The Author Online Book Forums are Moving

The Author Online Book Forums will soon redirect to Manning's liveBook and liveVideo. All book forum content will migrate to liveBook's discussion forum and all video forum content will migrate to liveVideo. Log in to liveBook or liveVideo with your Manning credentials to join the discussion!

Thank you for your engagement in the AoF over the years! We look forward to offering you a more enhanced forum experience.

svencowart (3) [Avatar] Offline
#1
I am uncertain about how to separate the concept of a StreamTask from a Partition? It's mentioned, “State Stores are Assigned Per Task -
The statement above could be interpreted to mean that each partition has its own state store, but that is not the case. Partitions are assigned to a StreamTask and each StreamTask has it’s own state store.”

What defines a StreamTask?
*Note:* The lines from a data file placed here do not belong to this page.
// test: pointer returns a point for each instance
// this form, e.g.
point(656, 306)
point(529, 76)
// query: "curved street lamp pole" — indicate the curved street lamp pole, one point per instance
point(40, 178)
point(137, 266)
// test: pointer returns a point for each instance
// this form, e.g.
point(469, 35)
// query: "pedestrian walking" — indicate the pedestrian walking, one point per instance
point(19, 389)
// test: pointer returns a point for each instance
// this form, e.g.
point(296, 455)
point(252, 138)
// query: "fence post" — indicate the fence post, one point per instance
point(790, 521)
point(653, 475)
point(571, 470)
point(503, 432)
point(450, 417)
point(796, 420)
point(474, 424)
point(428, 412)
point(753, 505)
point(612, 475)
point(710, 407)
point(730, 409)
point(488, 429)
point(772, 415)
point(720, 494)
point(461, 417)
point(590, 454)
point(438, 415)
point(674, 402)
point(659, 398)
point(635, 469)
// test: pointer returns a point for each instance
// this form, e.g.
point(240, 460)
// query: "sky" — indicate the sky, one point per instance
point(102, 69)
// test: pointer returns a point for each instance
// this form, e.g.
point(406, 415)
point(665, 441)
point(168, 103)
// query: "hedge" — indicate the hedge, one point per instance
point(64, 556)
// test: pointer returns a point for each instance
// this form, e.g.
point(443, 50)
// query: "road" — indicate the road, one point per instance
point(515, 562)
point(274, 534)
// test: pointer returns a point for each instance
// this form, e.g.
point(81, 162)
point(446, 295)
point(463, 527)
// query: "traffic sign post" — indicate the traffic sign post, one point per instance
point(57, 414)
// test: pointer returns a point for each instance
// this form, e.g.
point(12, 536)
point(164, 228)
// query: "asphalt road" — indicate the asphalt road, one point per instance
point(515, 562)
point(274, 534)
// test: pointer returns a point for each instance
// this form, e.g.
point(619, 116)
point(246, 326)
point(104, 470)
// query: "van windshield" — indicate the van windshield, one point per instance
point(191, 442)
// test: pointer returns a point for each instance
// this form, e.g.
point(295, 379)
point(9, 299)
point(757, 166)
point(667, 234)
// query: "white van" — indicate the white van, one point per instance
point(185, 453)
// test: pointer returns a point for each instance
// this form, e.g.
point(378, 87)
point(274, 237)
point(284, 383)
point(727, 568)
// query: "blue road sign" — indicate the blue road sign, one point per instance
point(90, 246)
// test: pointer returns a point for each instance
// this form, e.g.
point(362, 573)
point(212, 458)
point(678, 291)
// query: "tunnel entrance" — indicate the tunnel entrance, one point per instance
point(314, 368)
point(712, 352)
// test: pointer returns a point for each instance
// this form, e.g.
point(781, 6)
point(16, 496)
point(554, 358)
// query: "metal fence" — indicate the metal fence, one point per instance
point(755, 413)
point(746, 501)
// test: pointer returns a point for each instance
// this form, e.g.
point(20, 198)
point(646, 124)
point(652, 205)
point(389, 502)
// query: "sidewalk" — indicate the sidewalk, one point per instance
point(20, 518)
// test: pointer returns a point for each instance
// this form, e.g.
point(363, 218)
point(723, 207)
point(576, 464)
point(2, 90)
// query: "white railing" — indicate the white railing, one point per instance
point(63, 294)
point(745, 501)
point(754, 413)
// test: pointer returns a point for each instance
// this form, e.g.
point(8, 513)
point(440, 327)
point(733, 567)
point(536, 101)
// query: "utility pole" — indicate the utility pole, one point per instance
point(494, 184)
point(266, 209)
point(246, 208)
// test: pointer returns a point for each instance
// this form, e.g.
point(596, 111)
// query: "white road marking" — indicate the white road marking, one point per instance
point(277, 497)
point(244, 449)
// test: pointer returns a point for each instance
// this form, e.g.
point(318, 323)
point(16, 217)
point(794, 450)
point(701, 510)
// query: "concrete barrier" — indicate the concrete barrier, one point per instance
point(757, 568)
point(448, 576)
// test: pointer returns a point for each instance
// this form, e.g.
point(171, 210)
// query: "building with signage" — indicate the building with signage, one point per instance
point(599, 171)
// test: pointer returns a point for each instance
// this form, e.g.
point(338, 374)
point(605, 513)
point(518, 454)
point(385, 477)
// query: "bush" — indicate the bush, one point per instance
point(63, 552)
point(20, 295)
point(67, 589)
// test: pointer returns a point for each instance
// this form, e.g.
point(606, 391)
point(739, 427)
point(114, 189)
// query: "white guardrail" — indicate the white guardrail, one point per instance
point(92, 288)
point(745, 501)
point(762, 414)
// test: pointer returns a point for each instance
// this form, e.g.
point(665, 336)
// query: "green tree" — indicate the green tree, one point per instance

At what point are there multiple copies of a stream topology running via multiple copies of the same StreamTask? In my mind, if I run a StreamTask then there is one instance of the StreamTask so why is there a need to repartition the data? The only way I could map the logic in my mind from the excerpt above, is if each broker has it's own copy of a StreamTask and then I can see the necessity to repartition the data.

I apologize if my question seems silly as I am still fairly new to Kafka and Kafka Streams. I just find the excerpt about a StateStore important and lacking proper explanation.
Bill Bejeck (47) [Avatar] Offline
#2
svencowart,

Thanks for asking the question.

The first point to keep in mind is that you only need to repartition the data when you change keys and your topic has more than one partition, and partitions are used for parallel processing of data.

The second point is that you don't directly run or control a StreamTask. A StreamTask is created by Kafka Streams and is assigned to a StreamThread for processing. The reason a state store

Depending on the number of topics in your topology and the number partitions you may have multiple StreamTask objects, but it's important to keep in mind each one is distinct there are never "copies" of StreamTask objects, each one is distinct.

Does this clear things up?

HTH,
Bill